= Philip Southwell =

Sir Charles Archibald Philip Southwell, CBE, MC, GCStJ (6 June 1894 – 30 November 1981), known as Sir Philip Southwell, was an English petroleum geologist and industrialist.

== Early life and education ==
Charles Archibald Philip Southwell was born in Calverley, Yorkshire, on 6 June 1894, the son of Charles Edward Southwell, a doctor, and Clare, née Beaumont. He was educated at Newcastle-under-Lyme High School, and in 1912, inspired by his father's friend Dr Wheelton Hind, Southwell joined the University of Birmingham to study petroleum technology, then a new course established by John Cadman (later Lord Cadman). Southwell enlisted in the Army in 1914 and served during the First World War with the Royal Artillery; he was awarded the Military Cross (MC) in 1918. After the war, he completed his studies at Birmingham and graduated in 1920 with a Bachelor of Science (BSc) degree.

== Career ==
After briefly working for an engineering contractor, Southwell worked as Petroleum Technologist to the Government of Trinidad (1922–28), before joining the Anglo-Persian Oil Company, which became British Petroleum, as a local manager of the Oilfields and Geology Branch (serving until 1944). His job entailed exploring the Middle East for oil deposits and he successfully predicted the presence of oilfields under Kuwait.

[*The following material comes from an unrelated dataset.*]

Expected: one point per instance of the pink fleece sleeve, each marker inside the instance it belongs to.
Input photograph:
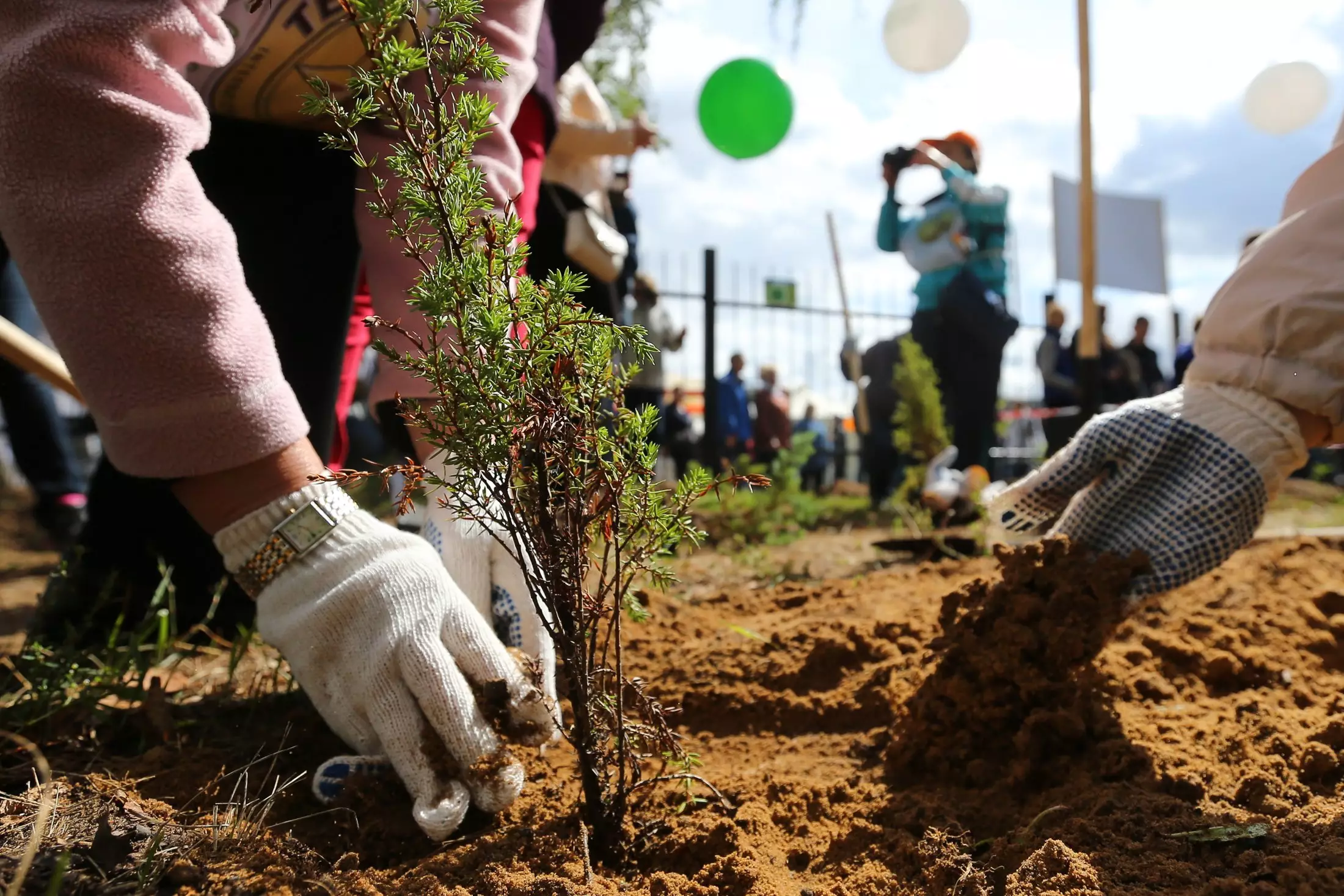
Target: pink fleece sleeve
(509, 26)
(133, 271)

During the Second World War, he was placed in charge of oil exploration in the United Kingdom (he took the rank of temporary Lieutenant-Colonel and was also on the Government Committee on Business Training in 1945), but with the war over he returned his sights to Kuwait. In 1946 he was invited to join the Kuwait Oil Company as Manager Director, serving until 1959. The company was jointly run by BP and the American company Gulf Oil; he was responsible for exploring and extracting Kuwaiti oil and oversaw the company's 15,000 employees. Family history states that Southwell secured this position by meeting with Sheikh Abdullah Mubarak Al-Sabah. Upon learning that Abdullah Al-Mubarak would visit a Kuwaiti spa resort, Southwell visited the same spa. After Southwell followed Abdullah Al-Mubarak at the spa for several days, Abdullah Al-Mubarak acknowledged Southwell and offered to meet with him. According to Southwell's obituary in the Journal of the Royal Society of Arts, "he developed the Kuwait oilfields so rapidly that Britain suffered little from the Iranian oil nationalization [in 1951]. He encouraged better relations with Middle Eastern countries and local control of oil resources, and deplored the invasion of Suez."

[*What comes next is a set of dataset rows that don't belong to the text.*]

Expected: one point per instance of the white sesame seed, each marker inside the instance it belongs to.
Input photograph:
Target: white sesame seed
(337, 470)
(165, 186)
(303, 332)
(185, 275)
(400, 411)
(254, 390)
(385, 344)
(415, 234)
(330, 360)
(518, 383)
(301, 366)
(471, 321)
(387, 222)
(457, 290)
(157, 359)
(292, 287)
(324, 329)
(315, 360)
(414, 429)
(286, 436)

Southwell was President of the Institute of Petroleum for the 1951–52 year. He received the Silver Medal from the Royal Society of Arts in 1953 and the Institute of Petroleum's Cadman Memorial Medal in 1954. He was President (1960–80) of Brown and Root (UK) Limited, Chairman of Highland Fabricators, which was Brown and Root's 185 acre construction yard on the Cromarty Firth at Nigg, from 1968 to 1980, and Director-General of St John Ambulance in 1968. He was appointed a Commander of the Order of the British Empire (CBE) in 1954 and a Knight Bachelor in 1958; he was also a Bailiff Grand Cross of the Order of St John (GCStJ). In 1926, he married Mary Burnett, daughter of Thomas Scarratt, of Ipstones. There were two sons of the marriage - John and Richard Southwell QC; she died in 1981, a matter of months before Southwell's own death on 30 November 1981.